The anticipation was at high tide.
As the night grew closer, the Lady Knights were closing in on their first State Swim Title since 1990, when Julie was setting records for North Penn.
Now, it was her daughter and the rest of the current NP squad that was sitting atop Class AAA.
“Everybody that did individual swims this morning made it back for night swims,” Kailyn said. “I was blown away, blown away…”
Like 1990 would say, “U Can’t Touch This.” The North Penn girls amassed a whopping 243 points at Bucknell University, clinching the team crown long before they took the celebratory plunge into the Kinney Natatorium pool.
“It’s definitely the best group I’ve ever coached here at North Penn,” said coach Matt Weiser, who was six years old the last time North Penn won a state crown. “They’re really self sufficient, they knew what to do. They came in and handled their business and did the same thing every day at practice.”
The Lady Knights began the day with a spectacular performance by gold medalist diver Marie Yacopino — getting 46 points from a combined four divers in that event — and then got another 12 points in the first swim event of the evening, as Evans won the consolation race and placed ninth overall in the 100-yard freestyle, with teammate Aimee Baur placing 14th.
Heather Hartmann’s 15th-place finish in the 500 free led up to Megan Zartman reaching the medal stand with a fifth-place finish in the 100 back.
Freshman Maureen Boland Bintner grabbed 12th in the 100 breast, with the evening climaxed by a silver-medal finish in the 400 free relay. A foursome that included Baur, Thamm and Parker Schulz, with Evans anchoring them home, finished in 3:26.39.

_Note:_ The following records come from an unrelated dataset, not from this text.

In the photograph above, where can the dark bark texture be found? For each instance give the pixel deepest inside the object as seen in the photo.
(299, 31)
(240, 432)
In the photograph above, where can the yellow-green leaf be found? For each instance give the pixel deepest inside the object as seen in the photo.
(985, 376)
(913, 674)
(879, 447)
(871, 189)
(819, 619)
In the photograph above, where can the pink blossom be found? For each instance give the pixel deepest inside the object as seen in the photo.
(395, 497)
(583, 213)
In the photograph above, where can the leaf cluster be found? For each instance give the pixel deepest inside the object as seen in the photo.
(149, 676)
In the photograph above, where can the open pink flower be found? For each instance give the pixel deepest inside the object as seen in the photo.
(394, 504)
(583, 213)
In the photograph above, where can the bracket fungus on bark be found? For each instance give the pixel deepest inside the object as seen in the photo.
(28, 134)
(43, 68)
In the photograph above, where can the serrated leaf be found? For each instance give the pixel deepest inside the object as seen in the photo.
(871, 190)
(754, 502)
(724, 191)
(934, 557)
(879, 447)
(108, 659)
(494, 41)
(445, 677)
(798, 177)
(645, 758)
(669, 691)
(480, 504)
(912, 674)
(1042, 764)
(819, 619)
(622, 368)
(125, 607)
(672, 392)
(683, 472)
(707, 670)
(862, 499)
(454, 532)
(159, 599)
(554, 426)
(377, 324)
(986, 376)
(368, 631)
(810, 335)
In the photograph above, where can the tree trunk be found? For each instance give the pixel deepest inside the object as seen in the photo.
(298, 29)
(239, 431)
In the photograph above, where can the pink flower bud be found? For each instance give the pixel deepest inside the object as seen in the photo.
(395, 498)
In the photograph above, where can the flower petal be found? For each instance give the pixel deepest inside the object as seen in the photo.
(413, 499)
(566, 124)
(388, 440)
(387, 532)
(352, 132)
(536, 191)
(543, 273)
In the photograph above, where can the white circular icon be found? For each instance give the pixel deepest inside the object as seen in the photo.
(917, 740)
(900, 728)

“We work together. We’re one group,” Weiser said. “And that’s the way we won this today, as one big team.”
And one big family. The coach of the 1990 team, Selma Robinson, was pregnant at the time with her daughter, Molly, now an assistant on the 2016 squad.
“There’s so much continuity,” Weiser said.

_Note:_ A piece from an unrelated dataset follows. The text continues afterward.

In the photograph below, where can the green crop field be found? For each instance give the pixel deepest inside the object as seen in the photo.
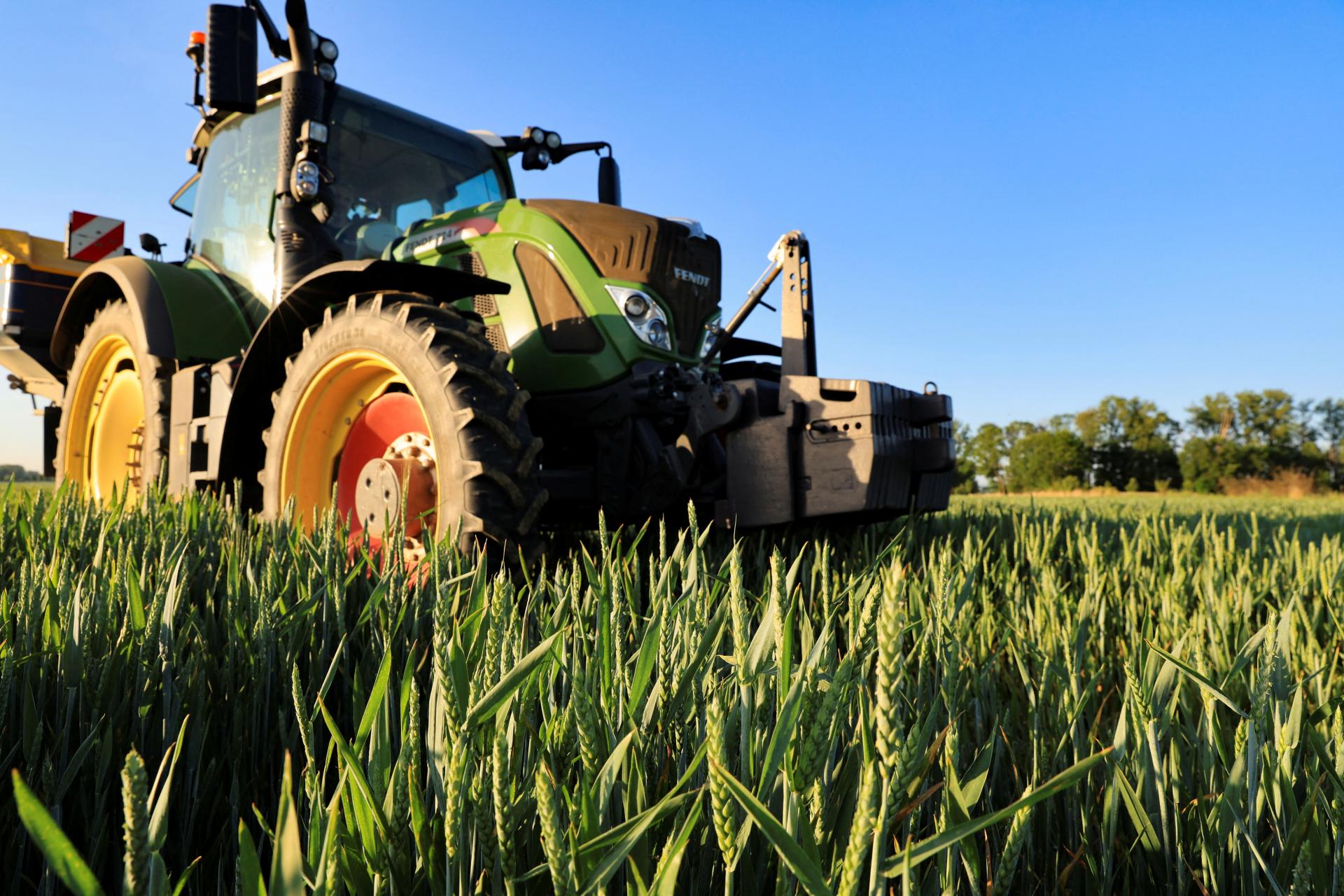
(1130, 695)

It was quite a season for North Penn, quite an overwhelming two days at Bucknell, which included a gold medal swim by the 200 medley relay on Wednesday.
“The last few years were pretty special,” Weiser said of his team, which had come close to a crown in the years leading up, “but this was a whole other level. There’s nowhere else to go from here.”
Pennridge surged to State Runner-Up honors for the first time ever, compiling 169 points, with Mount Lebanon in third with 146.
For North Penn, which bested a field of 57 teams from across the state, the journey was worth every step, every stroke.
“It feels so good,” Evans said, beginning to lose her voice, about the only thing North Penn lost on this day. “This is crazy. From the beginning of the season to feeling out of shape and going into the Christmas break, which is the hardest practices ever, four hours a day, feeling so tired.
“Then in January, doing like 10,000 yards a day (laugh), and then taper came around. And we left it all in the water.”